Few expect regulatory pressure to be reduced soon. This will keep a cloud on Chinese stocks. The frost between the US and China makes things worse.
President Joe Biden and Chinese Xi Jinping made a call last week to try to avoid conflicts and break a stalemate between countries that began during the 2018-2019 trade war. But as the administration continues to review its Chinese policy, the United States is considering an investigation into Chinese subsidies that could strain relations, according to The Wall Street Journal.
Another potential source of friction is that China bought about 40% less goods last year than was established in the first phase of 2019. American trade agreement, according to Chad Bown estimates at the Peterson Institute. It stands at about 30% of this year’s commitments.
At a webinar with clients last week, Arthur Budaghya, BCA’s chief emerging market strategist, stressed that “neither shareholders nor management know what the business model will be in three years’ time for platform companies Chinese such as Alibaba, Tencent and Meituan (3690. Hong Kong). This, he said, is a reason for their actions to fall far beyond what they already had. Shares of KraneShares China’s CSI Internet Index have fallen 32% so far this year.

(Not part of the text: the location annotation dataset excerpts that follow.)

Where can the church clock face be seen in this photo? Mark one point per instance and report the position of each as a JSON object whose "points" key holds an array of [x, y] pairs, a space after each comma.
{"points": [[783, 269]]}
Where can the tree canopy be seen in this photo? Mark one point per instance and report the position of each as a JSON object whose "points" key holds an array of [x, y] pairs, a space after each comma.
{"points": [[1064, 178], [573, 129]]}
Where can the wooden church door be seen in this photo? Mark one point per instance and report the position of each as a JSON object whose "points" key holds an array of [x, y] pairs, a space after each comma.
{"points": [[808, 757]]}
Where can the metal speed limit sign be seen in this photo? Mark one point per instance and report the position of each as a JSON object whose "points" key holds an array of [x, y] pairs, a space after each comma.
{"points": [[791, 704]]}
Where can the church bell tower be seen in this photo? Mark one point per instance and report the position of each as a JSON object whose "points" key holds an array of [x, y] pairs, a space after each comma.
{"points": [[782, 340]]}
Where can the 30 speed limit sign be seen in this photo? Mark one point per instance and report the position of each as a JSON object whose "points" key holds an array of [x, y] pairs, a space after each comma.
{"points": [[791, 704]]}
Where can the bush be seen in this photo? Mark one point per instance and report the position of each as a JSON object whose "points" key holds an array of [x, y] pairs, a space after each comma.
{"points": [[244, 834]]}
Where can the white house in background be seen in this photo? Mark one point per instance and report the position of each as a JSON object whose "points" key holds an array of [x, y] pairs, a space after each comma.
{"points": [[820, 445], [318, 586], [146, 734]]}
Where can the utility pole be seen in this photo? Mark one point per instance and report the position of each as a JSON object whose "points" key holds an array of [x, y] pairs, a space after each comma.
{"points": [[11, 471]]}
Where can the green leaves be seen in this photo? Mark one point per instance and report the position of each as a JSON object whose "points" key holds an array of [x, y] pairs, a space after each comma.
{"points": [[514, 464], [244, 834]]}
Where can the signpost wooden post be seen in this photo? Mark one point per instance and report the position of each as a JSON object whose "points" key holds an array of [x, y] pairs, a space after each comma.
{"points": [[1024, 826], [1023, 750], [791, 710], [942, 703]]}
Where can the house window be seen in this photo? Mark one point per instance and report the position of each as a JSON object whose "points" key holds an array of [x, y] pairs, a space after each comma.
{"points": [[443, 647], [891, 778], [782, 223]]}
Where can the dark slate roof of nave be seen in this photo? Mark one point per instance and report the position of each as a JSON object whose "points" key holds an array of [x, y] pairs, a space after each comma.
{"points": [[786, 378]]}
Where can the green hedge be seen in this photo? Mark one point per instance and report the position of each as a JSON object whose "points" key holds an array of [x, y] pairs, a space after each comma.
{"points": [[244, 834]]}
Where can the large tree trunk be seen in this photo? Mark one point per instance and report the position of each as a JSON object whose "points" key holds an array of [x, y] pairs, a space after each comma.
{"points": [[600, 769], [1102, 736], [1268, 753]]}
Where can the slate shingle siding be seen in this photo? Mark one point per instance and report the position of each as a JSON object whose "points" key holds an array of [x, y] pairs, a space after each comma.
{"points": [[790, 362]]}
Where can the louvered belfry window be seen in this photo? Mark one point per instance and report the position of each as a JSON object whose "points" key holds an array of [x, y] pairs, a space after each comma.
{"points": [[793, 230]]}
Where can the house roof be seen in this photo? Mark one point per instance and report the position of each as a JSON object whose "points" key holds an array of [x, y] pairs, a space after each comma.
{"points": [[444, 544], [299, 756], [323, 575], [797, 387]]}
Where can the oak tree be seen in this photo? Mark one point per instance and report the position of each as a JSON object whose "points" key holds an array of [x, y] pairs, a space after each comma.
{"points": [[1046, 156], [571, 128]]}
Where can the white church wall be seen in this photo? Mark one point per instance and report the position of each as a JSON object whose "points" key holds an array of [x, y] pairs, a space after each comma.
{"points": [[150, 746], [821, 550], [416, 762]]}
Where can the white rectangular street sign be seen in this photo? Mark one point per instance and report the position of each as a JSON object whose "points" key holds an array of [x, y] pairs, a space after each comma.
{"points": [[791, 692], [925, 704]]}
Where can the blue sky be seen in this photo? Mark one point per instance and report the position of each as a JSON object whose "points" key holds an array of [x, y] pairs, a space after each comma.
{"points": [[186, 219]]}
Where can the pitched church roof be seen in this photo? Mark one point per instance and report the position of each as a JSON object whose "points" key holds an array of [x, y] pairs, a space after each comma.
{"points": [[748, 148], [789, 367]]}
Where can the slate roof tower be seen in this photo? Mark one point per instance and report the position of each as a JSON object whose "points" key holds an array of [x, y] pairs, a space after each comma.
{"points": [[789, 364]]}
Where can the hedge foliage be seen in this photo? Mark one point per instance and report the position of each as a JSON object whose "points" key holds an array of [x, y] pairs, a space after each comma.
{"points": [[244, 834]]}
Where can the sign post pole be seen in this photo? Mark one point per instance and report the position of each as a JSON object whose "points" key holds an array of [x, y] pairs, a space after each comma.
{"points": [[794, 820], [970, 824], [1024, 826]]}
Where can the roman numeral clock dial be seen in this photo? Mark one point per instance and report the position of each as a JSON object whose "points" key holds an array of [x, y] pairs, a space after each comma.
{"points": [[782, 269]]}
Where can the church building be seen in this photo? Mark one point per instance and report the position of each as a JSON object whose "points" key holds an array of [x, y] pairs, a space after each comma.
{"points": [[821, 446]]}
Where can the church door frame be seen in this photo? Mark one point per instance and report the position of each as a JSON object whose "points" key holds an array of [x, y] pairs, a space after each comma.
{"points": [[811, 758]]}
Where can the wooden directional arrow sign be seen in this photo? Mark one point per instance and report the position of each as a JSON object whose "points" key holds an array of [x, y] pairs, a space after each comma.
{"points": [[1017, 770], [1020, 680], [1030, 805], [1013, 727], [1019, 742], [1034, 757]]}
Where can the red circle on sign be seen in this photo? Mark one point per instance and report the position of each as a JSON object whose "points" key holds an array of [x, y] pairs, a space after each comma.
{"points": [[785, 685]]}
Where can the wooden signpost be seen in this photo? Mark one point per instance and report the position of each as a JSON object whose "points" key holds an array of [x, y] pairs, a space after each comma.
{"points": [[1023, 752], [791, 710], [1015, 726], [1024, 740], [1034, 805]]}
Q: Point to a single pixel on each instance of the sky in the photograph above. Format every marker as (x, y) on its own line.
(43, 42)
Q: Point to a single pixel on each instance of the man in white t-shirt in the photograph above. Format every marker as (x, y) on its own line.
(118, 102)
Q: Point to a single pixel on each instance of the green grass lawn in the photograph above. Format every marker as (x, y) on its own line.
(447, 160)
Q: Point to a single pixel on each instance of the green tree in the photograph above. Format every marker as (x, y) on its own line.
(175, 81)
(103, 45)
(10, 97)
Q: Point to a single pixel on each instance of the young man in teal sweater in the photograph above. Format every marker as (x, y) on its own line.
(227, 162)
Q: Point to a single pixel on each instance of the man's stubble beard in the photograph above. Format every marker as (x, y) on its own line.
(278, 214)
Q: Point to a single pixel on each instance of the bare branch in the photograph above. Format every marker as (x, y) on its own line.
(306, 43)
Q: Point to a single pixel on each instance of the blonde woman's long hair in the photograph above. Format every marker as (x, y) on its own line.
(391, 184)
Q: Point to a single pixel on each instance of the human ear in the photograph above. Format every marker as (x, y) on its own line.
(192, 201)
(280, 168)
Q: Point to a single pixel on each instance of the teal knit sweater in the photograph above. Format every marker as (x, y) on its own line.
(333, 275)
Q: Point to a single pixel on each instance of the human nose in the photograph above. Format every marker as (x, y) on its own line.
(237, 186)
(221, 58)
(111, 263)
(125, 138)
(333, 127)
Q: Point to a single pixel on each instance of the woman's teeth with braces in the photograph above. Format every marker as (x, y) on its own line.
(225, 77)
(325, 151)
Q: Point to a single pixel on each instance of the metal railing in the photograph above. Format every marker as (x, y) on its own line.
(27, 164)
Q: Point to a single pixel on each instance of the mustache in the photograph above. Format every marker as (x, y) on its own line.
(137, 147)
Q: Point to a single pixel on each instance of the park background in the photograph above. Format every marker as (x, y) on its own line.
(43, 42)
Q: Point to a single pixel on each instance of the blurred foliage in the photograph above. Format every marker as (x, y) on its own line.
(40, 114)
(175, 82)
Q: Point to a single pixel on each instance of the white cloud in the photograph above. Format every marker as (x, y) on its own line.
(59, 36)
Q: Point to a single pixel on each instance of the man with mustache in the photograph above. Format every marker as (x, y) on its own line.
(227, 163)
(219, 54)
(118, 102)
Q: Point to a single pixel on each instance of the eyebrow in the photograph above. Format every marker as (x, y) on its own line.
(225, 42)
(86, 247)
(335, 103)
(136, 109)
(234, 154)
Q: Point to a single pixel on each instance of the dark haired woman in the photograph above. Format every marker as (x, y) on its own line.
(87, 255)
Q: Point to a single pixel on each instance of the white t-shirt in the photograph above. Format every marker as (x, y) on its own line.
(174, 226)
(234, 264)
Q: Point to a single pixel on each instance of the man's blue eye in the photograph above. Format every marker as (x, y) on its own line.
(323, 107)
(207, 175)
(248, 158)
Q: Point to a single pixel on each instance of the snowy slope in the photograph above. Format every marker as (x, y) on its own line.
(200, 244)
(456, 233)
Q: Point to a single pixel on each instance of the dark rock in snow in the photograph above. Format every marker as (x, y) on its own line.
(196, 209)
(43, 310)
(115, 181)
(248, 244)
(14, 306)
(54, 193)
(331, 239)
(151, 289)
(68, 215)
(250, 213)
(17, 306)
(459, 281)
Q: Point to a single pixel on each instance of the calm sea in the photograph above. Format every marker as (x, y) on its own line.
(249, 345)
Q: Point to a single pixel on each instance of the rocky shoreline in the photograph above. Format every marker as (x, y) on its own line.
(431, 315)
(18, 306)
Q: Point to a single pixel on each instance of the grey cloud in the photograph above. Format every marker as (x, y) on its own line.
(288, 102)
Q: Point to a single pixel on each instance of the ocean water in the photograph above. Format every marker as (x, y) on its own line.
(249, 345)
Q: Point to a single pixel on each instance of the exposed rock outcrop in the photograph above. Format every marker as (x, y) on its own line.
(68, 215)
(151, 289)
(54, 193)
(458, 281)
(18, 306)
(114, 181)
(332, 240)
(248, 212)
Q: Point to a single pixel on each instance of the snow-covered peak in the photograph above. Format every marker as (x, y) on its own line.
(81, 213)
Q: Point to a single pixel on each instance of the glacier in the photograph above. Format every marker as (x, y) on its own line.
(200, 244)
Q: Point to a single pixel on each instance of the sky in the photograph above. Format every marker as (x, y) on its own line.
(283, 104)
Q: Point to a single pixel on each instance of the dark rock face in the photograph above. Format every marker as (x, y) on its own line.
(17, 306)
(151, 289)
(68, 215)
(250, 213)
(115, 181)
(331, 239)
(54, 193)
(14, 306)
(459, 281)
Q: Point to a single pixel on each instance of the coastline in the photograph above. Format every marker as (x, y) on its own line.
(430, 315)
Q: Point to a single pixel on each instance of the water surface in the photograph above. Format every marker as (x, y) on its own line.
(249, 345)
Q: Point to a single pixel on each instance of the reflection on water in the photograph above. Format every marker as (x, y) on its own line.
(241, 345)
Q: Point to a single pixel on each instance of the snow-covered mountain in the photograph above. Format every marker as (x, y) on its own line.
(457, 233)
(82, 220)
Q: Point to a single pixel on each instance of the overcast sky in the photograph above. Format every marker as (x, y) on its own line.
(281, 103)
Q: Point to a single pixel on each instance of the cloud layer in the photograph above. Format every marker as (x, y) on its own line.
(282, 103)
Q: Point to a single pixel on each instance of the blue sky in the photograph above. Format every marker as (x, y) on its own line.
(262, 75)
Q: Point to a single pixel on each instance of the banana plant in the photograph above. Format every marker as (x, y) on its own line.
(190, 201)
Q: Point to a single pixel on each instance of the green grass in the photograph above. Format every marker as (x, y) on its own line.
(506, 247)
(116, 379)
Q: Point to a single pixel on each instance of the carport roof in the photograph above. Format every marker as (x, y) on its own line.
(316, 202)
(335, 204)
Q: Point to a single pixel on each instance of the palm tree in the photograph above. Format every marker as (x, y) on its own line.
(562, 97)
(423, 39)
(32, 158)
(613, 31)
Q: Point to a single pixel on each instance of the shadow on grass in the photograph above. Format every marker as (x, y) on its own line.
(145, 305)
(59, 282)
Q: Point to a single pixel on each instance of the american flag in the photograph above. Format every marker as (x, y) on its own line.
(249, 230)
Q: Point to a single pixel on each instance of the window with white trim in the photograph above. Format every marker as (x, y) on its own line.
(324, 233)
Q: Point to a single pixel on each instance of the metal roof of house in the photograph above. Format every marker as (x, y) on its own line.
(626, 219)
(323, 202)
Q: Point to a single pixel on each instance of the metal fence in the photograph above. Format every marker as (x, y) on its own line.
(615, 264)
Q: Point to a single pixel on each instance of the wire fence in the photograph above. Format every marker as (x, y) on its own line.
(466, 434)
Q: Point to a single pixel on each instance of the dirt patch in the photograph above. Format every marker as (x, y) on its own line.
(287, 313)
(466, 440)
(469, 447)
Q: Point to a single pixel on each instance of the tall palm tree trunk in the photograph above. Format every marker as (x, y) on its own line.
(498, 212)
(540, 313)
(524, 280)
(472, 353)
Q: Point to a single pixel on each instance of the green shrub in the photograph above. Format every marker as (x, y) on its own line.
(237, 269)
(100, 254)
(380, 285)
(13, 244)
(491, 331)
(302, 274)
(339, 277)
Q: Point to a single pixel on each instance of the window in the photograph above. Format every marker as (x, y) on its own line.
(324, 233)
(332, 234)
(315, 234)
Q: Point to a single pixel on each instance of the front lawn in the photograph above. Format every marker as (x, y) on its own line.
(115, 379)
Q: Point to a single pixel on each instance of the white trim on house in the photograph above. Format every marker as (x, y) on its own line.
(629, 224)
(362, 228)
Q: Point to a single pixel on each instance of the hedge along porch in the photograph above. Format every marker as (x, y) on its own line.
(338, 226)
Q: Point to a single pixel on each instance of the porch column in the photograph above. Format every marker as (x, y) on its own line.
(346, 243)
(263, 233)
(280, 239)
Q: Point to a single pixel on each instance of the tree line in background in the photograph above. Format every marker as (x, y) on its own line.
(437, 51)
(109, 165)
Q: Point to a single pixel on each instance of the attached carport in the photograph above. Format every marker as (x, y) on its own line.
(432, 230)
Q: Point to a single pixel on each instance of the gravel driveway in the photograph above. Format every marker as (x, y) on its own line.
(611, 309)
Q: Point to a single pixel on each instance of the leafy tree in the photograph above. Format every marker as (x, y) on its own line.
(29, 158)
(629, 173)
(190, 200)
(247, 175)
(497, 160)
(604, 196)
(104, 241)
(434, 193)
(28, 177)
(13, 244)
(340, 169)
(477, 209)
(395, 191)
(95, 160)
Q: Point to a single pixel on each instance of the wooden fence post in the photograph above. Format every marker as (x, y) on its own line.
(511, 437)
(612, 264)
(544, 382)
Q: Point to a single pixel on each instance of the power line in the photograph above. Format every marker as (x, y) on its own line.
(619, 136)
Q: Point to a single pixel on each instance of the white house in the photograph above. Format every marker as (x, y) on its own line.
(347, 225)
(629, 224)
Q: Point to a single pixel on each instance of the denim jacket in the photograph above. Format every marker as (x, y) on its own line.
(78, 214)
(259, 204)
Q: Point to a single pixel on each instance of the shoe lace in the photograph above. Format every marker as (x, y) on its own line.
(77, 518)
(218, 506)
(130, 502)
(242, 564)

Budaghya is unsure of how far it will go, but says Xi’s policies aimed at “common prosperity” (addressing growing inequality and focusing on benefits for society rather than profitability) ) will probably go further over the next year, rather than relax. Budaghya has been telling customers to use any rally as an opportunity to lighten their holdings from internet giants.
Thomas Gatley of Gavekal Research warned customers on Monday that while shares of Chinese internet platforms are trading about 20 times behind earnings per share, compared to 30 times in 2019-2020, the cheapest it could be cheaper. The business environment is changing and it is unclear what part of corporate profit management will be earmarked for charitable donations, or how authorities will enforce a wave of new data security legislation that could “pose a significant threat for Internet platforms business models, ”he wrote.
In fact, Alibaba recently pledged $ 15.5 billion to promote social equality, while Pinduoduo (PDD) gave all its quarterly profit to rural development initiatives.
There is still a breakthrough in terms of regulation that there would be more rules on data privacy and artificial intelligence. Another issue is how the Chinese authorities will handle the financial problems of the real estate manufacturer Evergrande.
While markets seem relatively unperturbed by the company’s financial distress, a collapse would be “the biggest test the Chinese financial system has faced in years,” wrote the Asian economist chief of Capital Economics , Mark Williams. He expects the central bank to intervene if it looks like Evergrande’s problems could put other companies and potentially the economy at risk.
The likely result is a kind of restructuring focused on home buyers, which may leave little to creditors. “Evergrande is private and is the poster for over-leverage in a sector where policymakers want to instill more discipline, ”Williams wrote.
Beijing’s efforts this year to instill more discipline have not been well received by markets. This could mean that business hunting is still a tricky proposition.